こんにちは。住まいをつなぐ「すまつな」の北川です。
木造住宅を比べていると、「木の家」という同じ言葉の中に、驚くほど違う家づくりがあることに気づきます。
柱と梁で組む木造軸組、壁で支える枠組壁、独自の木質パネル、大断面の柱と金物を使う構法など、会社によって家の骨格そのものがかなり違うんです。
さらに、木材も無垢材なのか集成材なのか、床だけ無垢なのか、構造材まで檜なのかで意味が変わります。
私は積水ハウスで家を建てるまで複数の住宅会社を比較しましたが、木造住宅は「木の雰囲気が好き」という感覚だけで決めず、工法、耐震、断熱、木材、設計、維持管理まで同じ条件で見ることが大切だと感じています。
この記事では、木造を検討するなら候補に入れやすい8社を、得意分野ごとに比べていきます。
記事のポイント
- 木造ハウスメーカー8社の違い
- 軸組・2×6・独自構法の見方
- 無垢材・無垢床・檜の違い
- 断熱・耐震・設計で選ぶ基準
木造8社を比較した結論
木造ハウスメーカーを選ぶときは、単純なランキングよりも「あなたが木造住宅に何を求めるか」で候補を分ける方が失敗しにくいです。
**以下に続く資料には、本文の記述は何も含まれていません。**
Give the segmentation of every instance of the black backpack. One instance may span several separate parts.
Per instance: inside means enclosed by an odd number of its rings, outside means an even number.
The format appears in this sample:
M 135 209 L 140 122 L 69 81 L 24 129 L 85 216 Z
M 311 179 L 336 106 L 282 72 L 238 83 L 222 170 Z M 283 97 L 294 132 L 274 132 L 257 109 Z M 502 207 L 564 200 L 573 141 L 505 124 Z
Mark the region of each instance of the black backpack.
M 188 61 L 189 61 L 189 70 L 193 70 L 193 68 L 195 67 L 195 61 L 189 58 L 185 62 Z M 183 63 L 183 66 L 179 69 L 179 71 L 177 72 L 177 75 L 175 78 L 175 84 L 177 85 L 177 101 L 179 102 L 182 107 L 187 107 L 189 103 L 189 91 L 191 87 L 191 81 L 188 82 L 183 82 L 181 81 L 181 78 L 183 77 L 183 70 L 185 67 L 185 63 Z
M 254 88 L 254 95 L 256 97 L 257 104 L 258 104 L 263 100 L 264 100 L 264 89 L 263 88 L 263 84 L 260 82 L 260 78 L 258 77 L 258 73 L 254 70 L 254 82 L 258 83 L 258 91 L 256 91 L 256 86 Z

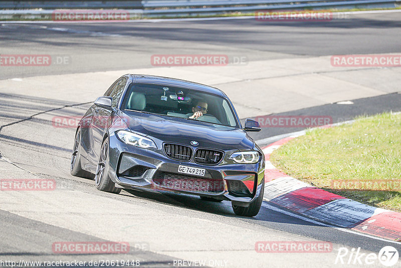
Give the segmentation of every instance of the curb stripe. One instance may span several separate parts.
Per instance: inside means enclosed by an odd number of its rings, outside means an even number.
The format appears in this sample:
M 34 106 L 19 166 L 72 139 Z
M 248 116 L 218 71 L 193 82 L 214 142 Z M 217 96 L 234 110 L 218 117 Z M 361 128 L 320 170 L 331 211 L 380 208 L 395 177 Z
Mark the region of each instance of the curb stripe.
M 294 212 L 303 213 L 333 200 L 344 198 L 321 189 L 305 187 L 276 197 L 270 202 Z
M 351 229 L 401 241 L 401 213 L 384 212 L 359 222 Z

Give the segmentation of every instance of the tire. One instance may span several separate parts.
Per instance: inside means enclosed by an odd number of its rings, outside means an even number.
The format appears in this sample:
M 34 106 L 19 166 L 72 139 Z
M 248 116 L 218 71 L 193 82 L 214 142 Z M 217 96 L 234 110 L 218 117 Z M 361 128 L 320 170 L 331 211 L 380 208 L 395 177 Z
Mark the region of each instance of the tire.
M 265 179 L 263 179 L 263 183 L 262 184 L 262 189 L 258 198 L 254 200 L 248 207 L 236 206 L 231 203 L 233 210 L 234 213 L 238 216 L 245 216 L 246 217 L 253 217 L 258 215 L 260 210 L 260 207 L 262 206 L 262 201 L 263 201 L 263 193 L 265 192 Z
M 107 138 L 102 144 L 100 156 L 96 169 L 95 184 L 96 188 L 103 192 L 119 194 L 121 188 L 114 186 L 114 183 L 109 176 L 109 140 Z
M 211 202 L 222 202 L 223 200 L 222 199 L 216 199 L 216 198 L 213 198 L 213 197 L 208 197 L 206 196 L 200 196 L 200 199 L 203 201 L 208 201 Z
M 81 128 L 78 128 L 74 140 L 74 148 L 72 150 L 72 155 L 70 162 L 70 172 L 73 176 L 93 180 L 95 178 L 94 174 L 84 170 L 81 167 Z

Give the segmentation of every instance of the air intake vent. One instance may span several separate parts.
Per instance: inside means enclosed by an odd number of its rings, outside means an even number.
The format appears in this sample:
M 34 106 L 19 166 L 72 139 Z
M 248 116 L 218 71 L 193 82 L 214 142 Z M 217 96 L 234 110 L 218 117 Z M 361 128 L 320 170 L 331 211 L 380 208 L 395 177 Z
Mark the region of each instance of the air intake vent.
M 141 177 L 149 168 L 143 166 L 135 166 L 130 169 L 128 176 L 130 177 Z
M 164 144 L 164 152 L 168 157 L 181 161 L 189 161 L 192 157 L 192 148 L 178 144 Z
M 167 188 L 204 193 L 219 193 L 224 190 L 223 180 L 158 172 L 153 178 L 155 184 Z
M 216 165 L 223 158 L 223 153 L 210 149 L 198 149 L 195 152 L 195 162 L 198 164 Z

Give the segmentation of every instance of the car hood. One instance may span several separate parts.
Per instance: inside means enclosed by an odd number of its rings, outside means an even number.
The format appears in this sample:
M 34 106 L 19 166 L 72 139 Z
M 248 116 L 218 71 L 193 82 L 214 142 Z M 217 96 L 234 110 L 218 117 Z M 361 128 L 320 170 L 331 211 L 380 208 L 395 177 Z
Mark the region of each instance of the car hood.
M 123 118 L 131 131 L 162 142 L 222 150 L 250 150 L 254 142 L 244 130 L 186 118 L 126 111 Z

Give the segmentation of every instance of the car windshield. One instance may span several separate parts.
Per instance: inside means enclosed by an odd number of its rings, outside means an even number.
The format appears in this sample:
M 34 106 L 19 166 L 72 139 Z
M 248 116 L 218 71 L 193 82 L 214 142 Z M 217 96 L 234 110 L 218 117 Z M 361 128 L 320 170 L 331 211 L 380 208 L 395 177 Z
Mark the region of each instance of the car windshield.
M 193 119 L 227 126 L 238 127 L 229 102 L 221 96 L 173 86 L 132 84 L 125 94 L 121 109 L 174 117 Z M 202 115 L 190 118 L 196 111 Z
性能を最優先したい人、無垢材を楽しみたい人、大開口をつくりたい人、檜にこだわりたい人では、相性のよい会社が変わります。
おすすめ8社の特徴を一覧比較
今回比較する8社の立ち位置を、最初に一覧で見てみましょう。
| ハウスメーカー | 主な木造の考え方 | 注目したい点 | 向いている人 |
|---|---|---|---|
| 住友林業 | ビッグフレーム構法 | 木質感・大開口・無垢床 | 木と設計を両立したい人 |
| 積水ハウス | シャーウッド構法 | 金物接合・大空間・ベルバーン | 設計と総合品質を重視する人 |
| 一条工務店 | 2×6系モノコック | 高断熱・高気密 | 温熱性能を優先する人 |
| 三井ホーム | 枠組壁系の独自構法 | デザイン・屋根断熱・大空間 | 意匠と洋風建築が好きな人 |
| ミサワホーム | 木質パネル接着工法など | 工場生産・面構造・空間活用 | 品質安定と立体設計を求める人 |
| 日本ハウスHD | 木造軸組+面構造 | 檜無垢材・高断熱仕様 | 檜の家にこだわる人 |
| タマホーム | 木造軸組在来工法 | 商品幅・国産材の商品 | 予算配分を重視する人 |
| アキュラホーム | 木造軸組系の独自構法 | 大空間・高耐震・自由設計 | 開放感と価格の両立を狙う人 |
ここで大事なのは、「おすすめ8社」の中に万能な一位はないということです。
例えば、断熱性能の数値を最優先するなら一条工務店が有力ですし、木の素材感や樹種選びを楽しみたいなら住友林業や日本ハウスHDが魅力的に映るでしょう。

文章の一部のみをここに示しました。